Wednesday, June 12, 2024

Taliban Says Educational Institutions Should Conform to International Standards

Immigration News

Saqalain Eqbal
Saqalain Eqbal
Saqalain Eqbal is an Online Editor for Khaama Press. He is a Law graduate from The American University of Afghanistan (AUAF).

The administrative Deputy of the Taliban government’s Prime Minister, Mawlawi Abdul Salam Hanafi, stated that educational institutions should conform to international standards during the ceremony introducing the new acting Minister of Higher Education.

The Taliban’s former Acting Minister of Higher Education, Abdul Baqi Haqqani, previously stated that he would align the curriculum with international standards.

The Taliban’s new Minister of Higher Education, Neda Mohammad Nadim, was introduced by Deputy PM Hanafi on Saturday, October 22, during a ceremony in Kabul, who also urged private universities to enforce international standards.
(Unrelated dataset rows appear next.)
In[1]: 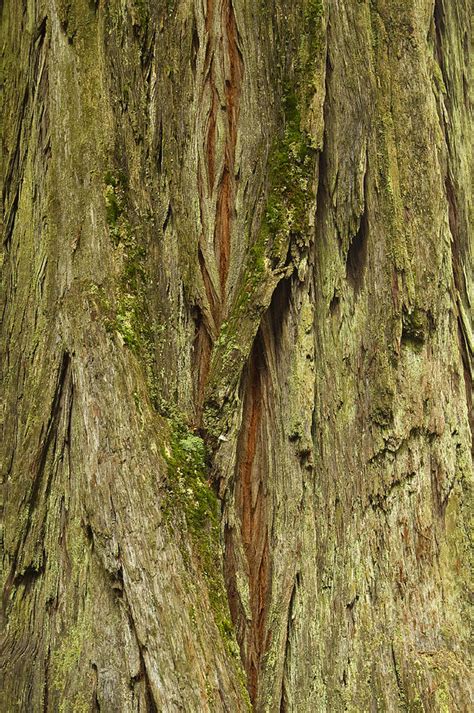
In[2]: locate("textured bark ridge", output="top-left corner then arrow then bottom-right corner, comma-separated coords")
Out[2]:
194,0 -> 244,410
1,1 -> 472,711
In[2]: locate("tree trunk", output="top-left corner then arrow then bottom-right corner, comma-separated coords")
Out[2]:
1,0 -> 472,711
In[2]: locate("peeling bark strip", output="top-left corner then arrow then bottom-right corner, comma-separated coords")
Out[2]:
194,0 -> 244,415
201,0 -> 243,306
2,351 -> 73,620
2,12 -> 49,250
215,0 -> 242,291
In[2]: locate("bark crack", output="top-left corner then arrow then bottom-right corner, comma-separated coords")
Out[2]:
232,329 -> 270,705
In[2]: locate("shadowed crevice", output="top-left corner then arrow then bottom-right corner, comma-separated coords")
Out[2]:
346,206 -> 368,293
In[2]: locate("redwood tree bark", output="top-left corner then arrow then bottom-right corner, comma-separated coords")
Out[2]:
1,0 -> 472,711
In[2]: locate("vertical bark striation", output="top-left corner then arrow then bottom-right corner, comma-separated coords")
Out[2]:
193,0 -> 243,413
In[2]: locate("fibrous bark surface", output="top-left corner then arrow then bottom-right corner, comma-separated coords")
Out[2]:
1,0 -> 472,711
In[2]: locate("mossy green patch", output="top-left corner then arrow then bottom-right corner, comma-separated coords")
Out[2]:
233,232 -> 269,316
163,419 -> 244,674
52,616 -> 92,713
103,170 -> 127,226
298,0 -> 325,100
401,306 -> 427,350
262,92 -> 317,266
220,94 -> 316,326
202,5 -> 322,438
102,171 -> 160,405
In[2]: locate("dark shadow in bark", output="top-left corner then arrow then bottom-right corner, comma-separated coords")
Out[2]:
346,205 -> 368,294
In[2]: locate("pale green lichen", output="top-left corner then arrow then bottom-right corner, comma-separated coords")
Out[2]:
52,616 -> 92,713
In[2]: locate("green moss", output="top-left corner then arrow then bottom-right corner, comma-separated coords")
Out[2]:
104,183 -> 122,225
102,172 -> 160,405
203,13 -> 323,433
202,89 -> 318,436
262,93 -> 317,266
164,425 -> 213,532
401,307 -> 427,349
130,0 -> 150,29
434,685 -> 450,713
233,232 -> 269,316
226,85 -> 316,324
103,171 -> 130,243
163,419 -> 244,671
162,420 -> 250,707
217,93 -> 316,339
298,0 -> 325,99
52,617 -> 92,712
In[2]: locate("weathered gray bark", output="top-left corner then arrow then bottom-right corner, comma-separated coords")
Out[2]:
1,0 -> 472,711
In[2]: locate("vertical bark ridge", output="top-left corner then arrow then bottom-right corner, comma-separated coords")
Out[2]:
432,0 -> 473,456
193,0 -> 244,418
2,2 -> 251,709
214,0 -> 243,292
223,278 -> 300,707
199,0 -> 243,312
11,352 -> 72,579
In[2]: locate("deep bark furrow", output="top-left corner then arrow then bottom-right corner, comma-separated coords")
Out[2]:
236,333 -> 267,702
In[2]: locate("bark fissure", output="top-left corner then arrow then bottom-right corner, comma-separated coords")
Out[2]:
226,277 -> 294,705
346,160 -> 369,293
434,2 -> 473,458
279,573 -> 299,712
234,330 -> 269,704
122,590 -> 158,711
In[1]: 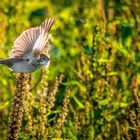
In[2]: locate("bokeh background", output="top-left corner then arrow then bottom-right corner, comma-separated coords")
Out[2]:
0,0 -> 140,139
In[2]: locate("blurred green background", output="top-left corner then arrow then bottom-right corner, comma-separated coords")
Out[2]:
0,0 -> 140,139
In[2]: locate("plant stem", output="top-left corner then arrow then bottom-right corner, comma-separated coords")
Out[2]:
7,73 -> 30,140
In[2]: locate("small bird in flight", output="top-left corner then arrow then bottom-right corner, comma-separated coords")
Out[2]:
0,17 -> 55,73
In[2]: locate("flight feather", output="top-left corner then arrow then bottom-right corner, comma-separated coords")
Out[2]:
9,17 -> 56,59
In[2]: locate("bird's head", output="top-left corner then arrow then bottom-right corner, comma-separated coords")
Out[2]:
37,53 -> 51,67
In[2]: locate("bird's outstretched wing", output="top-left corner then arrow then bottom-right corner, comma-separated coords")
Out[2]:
9,18 -> 56,59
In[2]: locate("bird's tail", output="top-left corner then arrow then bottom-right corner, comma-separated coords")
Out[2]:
0,58 -> 12,67
0,59 -> 6,64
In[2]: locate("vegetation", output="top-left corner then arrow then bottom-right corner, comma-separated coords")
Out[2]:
0,0 -> 139,139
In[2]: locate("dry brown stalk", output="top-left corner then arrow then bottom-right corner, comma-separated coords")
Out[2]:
7,73 -> 30,140
55,88 -> 70,137
131,74 -> 140,140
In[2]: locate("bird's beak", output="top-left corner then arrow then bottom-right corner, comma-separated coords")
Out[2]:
46,55 -> 51,61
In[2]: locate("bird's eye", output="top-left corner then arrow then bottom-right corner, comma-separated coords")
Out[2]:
42,57 -> 45,60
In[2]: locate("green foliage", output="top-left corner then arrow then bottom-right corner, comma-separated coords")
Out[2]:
0,0 -> 140,139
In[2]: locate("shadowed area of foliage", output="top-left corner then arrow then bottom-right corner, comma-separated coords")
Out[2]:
0,0 -> 139,139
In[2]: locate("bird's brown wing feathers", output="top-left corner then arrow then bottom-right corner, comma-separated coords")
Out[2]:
9,17 -> 56,59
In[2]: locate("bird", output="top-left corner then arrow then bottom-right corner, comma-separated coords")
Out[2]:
0,17 -> 56,73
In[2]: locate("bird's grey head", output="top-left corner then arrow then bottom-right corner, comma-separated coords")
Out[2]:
37,53 -> 51,68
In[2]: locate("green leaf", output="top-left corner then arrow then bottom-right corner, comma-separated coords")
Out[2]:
0,101 -> 9,110
72,95 -> 84,109
98,98 -> 110,106
108,71 -> 119,76
62,81 -> 86,92
129,126 -> 137,130
46,110 -> 60,117
120,102 -> 128,108
98,59 -> 111,63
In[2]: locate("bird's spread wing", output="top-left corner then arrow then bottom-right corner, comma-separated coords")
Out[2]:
9,18 -> 56,59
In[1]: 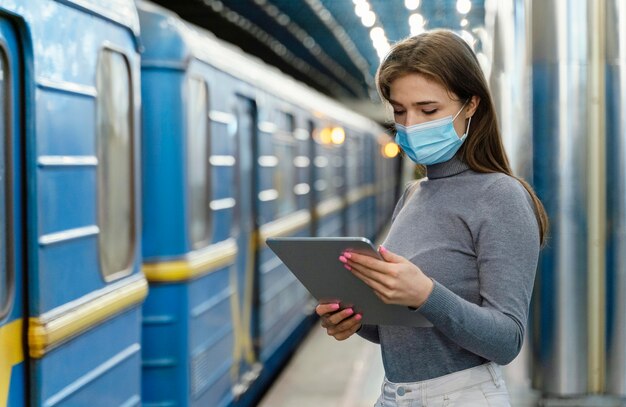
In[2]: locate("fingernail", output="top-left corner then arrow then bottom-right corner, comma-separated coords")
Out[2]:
344,264 -> 352,271
345,308 -> 354,315
379,245 -> 387,253
330,303 -> 340,310
344,252 -> 352,259
338,256 -> 347,263
355,314 -> 362,321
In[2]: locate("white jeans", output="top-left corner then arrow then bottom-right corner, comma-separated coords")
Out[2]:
375,362 -> 511,407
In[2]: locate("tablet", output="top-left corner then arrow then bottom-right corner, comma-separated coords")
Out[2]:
265,237 -> 432,327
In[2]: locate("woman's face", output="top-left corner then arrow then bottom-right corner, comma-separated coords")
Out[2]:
389,72 -> 477,138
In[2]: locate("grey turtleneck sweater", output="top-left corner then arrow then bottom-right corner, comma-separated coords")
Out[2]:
358,156 -> 540,382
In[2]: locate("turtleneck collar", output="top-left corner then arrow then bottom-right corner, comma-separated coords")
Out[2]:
426,154 -> 471,179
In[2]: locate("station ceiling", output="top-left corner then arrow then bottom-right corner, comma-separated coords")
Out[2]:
153,0 -> 485,121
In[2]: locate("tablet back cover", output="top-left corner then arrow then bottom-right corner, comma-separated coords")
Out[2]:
266,237 -> 432,327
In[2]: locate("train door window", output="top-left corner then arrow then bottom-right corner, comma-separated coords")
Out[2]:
0,47 -> 10,317
313,126 -> 334,201
274,111 -> 296,217
187,77 -> 211,248
345,133 -> 358,188
96,49 -> 135,281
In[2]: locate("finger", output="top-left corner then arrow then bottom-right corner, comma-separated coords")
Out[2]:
342,251 -> 388,270
378,245 -> 405,263
328,314 -> 361,337
349,261 -> 390,289
350,265 -> 391,298
328,314 -> 362,341
327,307 -> 356,326
334,330 -> 355,341
316,302 -> 340,316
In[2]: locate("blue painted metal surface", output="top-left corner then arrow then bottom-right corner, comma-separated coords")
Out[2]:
138,4 -> 242,406
0,0 -> 145,405
0,14 -> 25,407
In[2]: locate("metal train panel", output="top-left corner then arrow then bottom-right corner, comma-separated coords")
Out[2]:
0,12 -> 25,407
138,4 -> 242,406
37,308 -> 142,406
140,69 -> 188,259
4,0 -> 147,405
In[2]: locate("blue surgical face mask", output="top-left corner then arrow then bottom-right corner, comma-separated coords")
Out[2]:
394,102 -> 471,165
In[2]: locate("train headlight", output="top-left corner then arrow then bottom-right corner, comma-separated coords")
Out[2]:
383,142 -> 400,158
318,127 -> 332,144
330,127 -> 345,144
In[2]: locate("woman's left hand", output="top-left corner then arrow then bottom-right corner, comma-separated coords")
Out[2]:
339,246 -> 434,308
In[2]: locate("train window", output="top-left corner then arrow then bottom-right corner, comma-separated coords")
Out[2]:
96,49 -> 135,281
187,77 -> 211,249
274,111 -> 296,217
0,48 -> 10,317
313,127 -> 336,202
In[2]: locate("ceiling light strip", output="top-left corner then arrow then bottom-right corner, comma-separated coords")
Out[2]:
253,0 -> 367,97
302,0 -> 376,91
202,0 -> 355,98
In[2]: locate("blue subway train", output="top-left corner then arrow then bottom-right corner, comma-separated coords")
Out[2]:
0,0 -> 397,406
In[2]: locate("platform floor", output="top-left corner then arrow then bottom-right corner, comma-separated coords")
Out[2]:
259,323 -> 542,407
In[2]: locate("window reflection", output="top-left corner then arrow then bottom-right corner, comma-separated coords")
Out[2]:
274,112 -> 297,218
0,51 -> 8,313
187,77 -> 210,248
96,49 -> 134,280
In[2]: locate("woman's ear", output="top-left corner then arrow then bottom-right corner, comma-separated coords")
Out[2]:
466,95 -> 481,117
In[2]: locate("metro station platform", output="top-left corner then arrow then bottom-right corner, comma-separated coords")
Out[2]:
259,322 -> 542,407
260,325 -> 626,407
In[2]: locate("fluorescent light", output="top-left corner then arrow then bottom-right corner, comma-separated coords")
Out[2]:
354,1 -> 370,18
457,0 -> 471,14
361,10 -> 376,27
370,26 -> 386,41
409,13 -> 424,27
404,0 -> 420,10
460,18 -> 468,27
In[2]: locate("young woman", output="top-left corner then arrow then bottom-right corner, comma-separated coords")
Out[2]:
316,30 -> 547,406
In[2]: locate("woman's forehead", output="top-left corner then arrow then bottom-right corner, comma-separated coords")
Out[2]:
389,73 -> 455,103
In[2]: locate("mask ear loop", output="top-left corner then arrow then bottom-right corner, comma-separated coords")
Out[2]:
454,99 -> 472,137
452,99 -> 470,121
464,116 -> 472,138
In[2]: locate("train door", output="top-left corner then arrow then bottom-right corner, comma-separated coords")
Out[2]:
0,17 -> 25,407
232,95 -> 261,398
307,120 -> 317,236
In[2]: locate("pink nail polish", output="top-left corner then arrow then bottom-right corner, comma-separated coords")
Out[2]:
355,314 -> 362,321
344,252 -> 352,259
344,264 -> 352,271
345,308 -> 354,315
339,256 -> 347,263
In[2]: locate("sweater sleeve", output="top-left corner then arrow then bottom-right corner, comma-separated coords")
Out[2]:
357,324 -> 380,344
417,176 -> 540,364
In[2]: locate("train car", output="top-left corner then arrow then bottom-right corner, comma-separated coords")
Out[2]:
136,2 -> 395,406
0,0 -> 146,405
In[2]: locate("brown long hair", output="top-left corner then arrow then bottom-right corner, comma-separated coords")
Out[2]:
377,30 -> 548,246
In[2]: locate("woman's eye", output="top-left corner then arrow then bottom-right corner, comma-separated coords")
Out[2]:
393,110 -> 405,115
423,109 -> 437,115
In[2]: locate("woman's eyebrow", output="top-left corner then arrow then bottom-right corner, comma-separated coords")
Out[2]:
389,98 -> 438,106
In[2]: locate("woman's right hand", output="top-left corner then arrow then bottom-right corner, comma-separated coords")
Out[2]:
315,302 -> 362,341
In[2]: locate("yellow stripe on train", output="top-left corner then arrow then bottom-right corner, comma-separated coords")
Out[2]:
0,319 -> 24,406
142,238 -> 238,282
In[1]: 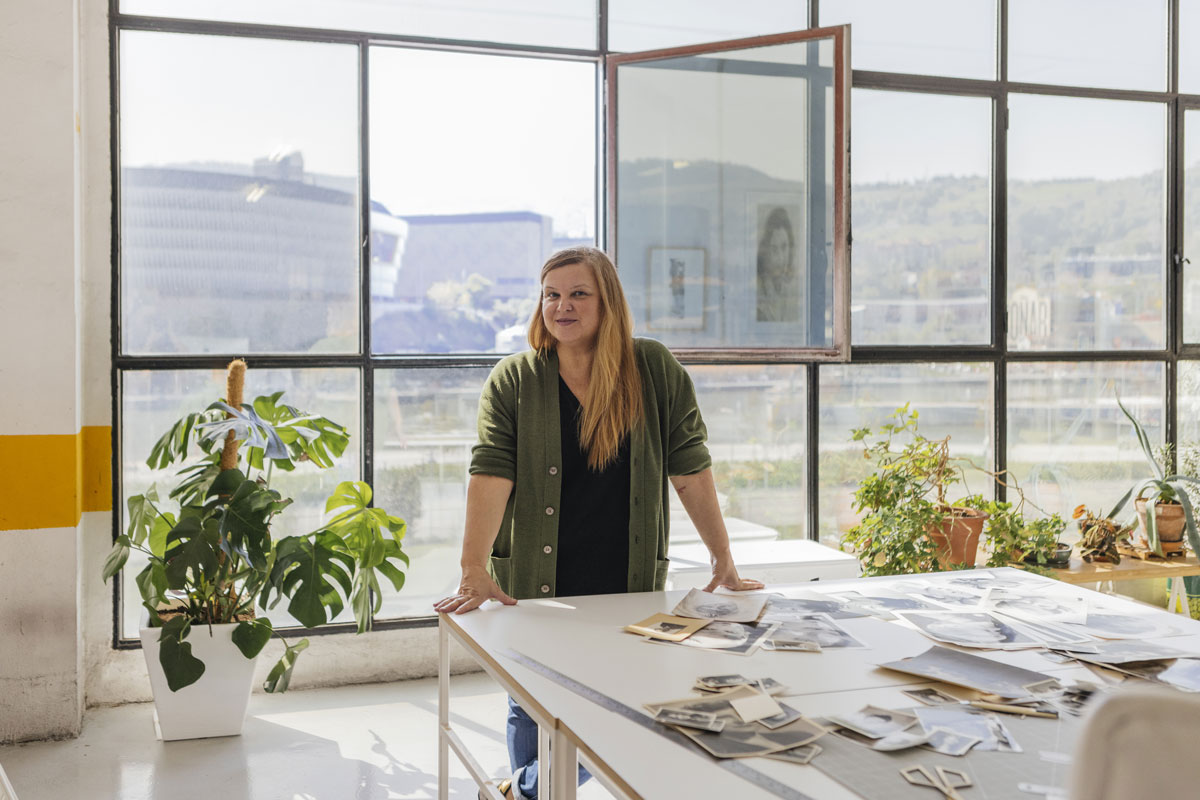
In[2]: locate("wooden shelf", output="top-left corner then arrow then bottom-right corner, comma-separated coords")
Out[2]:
1053,554 -> 1200,585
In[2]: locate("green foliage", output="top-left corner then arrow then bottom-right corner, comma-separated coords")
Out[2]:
1075,505 -> 1131,564
971,494 -> 1067,569
841,405 -> 980,576
1110,396 -> 1200,556
102,387 -> 408,694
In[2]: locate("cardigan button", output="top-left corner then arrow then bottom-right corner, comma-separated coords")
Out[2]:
545,506 -> 554,515
549,466 -> 558,475
540,584 -> 550,593
543,545 -> 552,554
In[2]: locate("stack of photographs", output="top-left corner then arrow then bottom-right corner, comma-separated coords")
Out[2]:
761,592 -> 867,621
692,675 -> 788,695
913,706 -> 1022,753
623,613 -> 711,642
763,613 -> 866,651
645,685 -> 827,759
878,645 -> 1060,699
645,620 -> 777,656
895,610 -> 1043,650
671,588 -> 768,623
825,589 -> 941,620
824,704 -> 984,756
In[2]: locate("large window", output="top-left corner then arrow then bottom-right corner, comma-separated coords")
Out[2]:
114,2 -> 1200,639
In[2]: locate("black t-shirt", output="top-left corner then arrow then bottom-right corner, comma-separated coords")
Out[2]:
554,376 -> 631,597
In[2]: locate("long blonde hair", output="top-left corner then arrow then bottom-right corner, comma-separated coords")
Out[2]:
528,247 -> 643,471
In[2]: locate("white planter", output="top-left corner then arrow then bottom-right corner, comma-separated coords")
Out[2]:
140,622 -> 258,741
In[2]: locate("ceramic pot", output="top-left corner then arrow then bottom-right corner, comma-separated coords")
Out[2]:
1023,543 -> 1073,568
926,507 -> 989,569
140,622 -> 258,741
1134,498 -> 1187,554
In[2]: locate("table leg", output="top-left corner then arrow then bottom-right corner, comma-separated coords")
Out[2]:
438,617 -> 450,800
538,724 -> 552,798
550,728 -> 578,800
1167,577 -> 1193,618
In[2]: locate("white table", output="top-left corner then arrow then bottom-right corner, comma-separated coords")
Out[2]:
438,569 -> 1200,800
666,540 -> 860,589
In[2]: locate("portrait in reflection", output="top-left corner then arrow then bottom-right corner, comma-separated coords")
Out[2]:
755,204 -> 802,323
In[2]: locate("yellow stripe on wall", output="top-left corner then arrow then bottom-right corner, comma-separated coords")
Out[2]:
0,426 -> 112,531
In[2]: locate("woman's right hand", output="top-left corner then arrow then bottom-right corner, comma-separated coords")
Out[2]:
433,566 -> 517,615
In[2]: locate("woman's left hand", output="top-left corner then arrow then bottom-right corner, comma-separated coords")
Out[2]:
704,554 -> 764,592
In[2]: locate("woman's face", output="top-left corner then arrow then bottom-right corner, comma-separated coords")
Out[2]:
541,262 -> 601,349
764,227 -> 791,277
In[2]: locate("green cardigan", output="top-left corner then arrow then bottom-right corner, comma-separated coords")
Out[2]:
470,338 -> 712,600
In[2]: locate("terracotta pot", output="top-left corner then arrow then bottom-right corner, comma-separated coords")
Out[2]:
925,507 -> 989,569
1134,498 -> 1187,554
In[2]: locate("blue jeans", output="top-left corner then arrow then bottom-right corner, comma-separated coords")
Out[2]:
506,696 -> 590,799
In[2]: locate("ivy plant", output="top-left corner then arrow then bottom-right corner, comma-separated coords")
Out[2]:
102,366 -> 408,693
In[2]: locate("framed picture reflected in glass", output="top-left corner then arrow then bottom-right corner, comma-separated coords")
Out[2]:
747,193 -> 806,337
646,246 -> 707,332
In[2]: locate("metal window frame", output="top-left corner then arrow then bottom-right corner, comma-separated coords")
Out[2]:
110,0 -> 1200,646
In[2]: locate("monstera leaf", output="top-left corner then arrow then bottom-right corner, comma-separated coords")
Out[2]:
264,532 -> 355,628
206,469 -> 289,570
196,401 -> 288,461
146,410 -> 223,470
157,616 -> 205,692
247,392 -> 349,470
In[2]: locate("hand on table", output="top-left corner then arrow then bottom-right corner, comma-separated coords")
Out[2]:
433,567 -> 517,614
704,555 -> 765,593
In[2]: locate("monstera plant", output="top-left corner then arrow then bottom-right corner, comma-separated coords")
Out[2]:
102,360 -> 408,696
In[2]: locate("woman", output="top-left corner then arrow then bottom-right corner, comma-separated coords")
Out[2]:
434,247 -> 762,800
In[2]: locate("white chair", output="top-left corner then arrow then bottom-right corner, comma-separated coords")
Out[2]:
1070,685 -> 1200,799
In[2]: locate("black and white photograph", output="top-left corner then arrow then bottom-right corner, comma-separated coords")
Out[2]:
646,247 -> 707,332
1058,639 -> 1190,665
909,584 -> 987,609
879,645 -> 1060,698
758,703 -> 804,730
924,726 -> 982,757
896,611 -> 1042,649
765,743 -> 822,765
1119,658 -> 1200,692
871,726 -> 933,751
982,587 -> 1089,625
913,707 -> 1022,753
829,590 -> 941,620
654,707 -> 726,733
825,705 -> 918,739
696,674 -> 750,690
650,621 -> 777,656
671,588 -> 768,623
762,592 -> 866,621
750,200 -> 805,325
763,637 -> 822,652
942,572 -> 1041,592
772,613 -> 866,649
1063,612 -> 1182,640
623,612 -> 711,642
902,687 -> 961,706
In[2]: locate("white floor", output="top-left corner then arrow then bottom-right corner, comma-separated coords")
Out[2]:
0,673 -> 613,800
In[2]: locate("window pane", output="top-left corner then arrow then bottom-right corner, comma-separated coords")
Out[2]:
372,368 -> 491,620
119,32 -> 359,355
1009,0 -> 1166,91
1007,362 -> 1163,543
1183,1 -> 1200,94
608,0 -> 806,52
819,0 -> 994,79
852,90 -> 992,345
1185,110 -> 1200,342
120,368 -> 361,638
817,363 -> 994,549
1178,362 -> 1200,468
691,365 -> 806,544
369,48 -> 596,354
615,36 -> 843,352
1007,94 -> 1165,351
119,0 -> 597,50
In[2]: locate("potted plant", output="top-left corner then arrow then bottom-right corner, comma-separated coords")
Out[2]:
1109,396 -> 1200,557
1074,504 -> 1131,564
842,405 -> 989,576
101,360 -> 409,740
968,482 -> 1071,570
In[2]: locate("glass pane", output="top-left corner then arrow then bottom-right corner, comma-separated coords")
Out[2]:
615,35 -> 844,352
608,1 -> 806,52
1007,94 -> 1166,351
691,365 -> 807,543
372,368 -> 491,620
852,90 -> 992,345
1177,362 -> 1200,473
369,48 -> 596,354
1183,1 -> 1200,94
1007,361 -> 1164,544
120,368 -> 361,638
119,31 -> 359,356
1009,0 -> 1166,91
119,0 -> 597,50
817,363 -> 994,549
819,0 -> 994,79
1185,110 -> 1200,342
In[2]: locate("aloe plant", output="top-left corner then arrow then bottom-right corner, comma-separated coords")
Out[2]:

Nadim, who formerly held the position of Taliban governor for Kabul, the capital of Afghanistan, stated in the ceremony that the academic curriculum will be produced in accordance with Islamic Sharia and international standards.

However, there has been a significant backlash against the Taliban’s approach in academic institutions because; over the past year, and due to the Taliban’s influence, there have been significant changes in Afghan universities.

There has been a threefold increase in the teaching of religious subjects, an 80% drop in student enrollment in some faculties, widespread gender segregation, and the hiring of professors with inadequate education.

All these occurrences demonstrate how Afghan educational institutions have deviated enormously from so-called international standards and have become religious hotspots.

There are currently 7 students in the class out of a total of 60, according to a graphic design department student at Kabul University. Despite the fact that the core subjects are not properly taught, he asserts that only the subject of Islamic Studies is taught seriously.

“Religious requirements were not fulfilled in our educational institutions and the influence of the West on the youth was high,” Abdul Baqi Haqqani, the former head of the Taliban Ministry of Higher Education stated in an attempt to justify the curricula modification.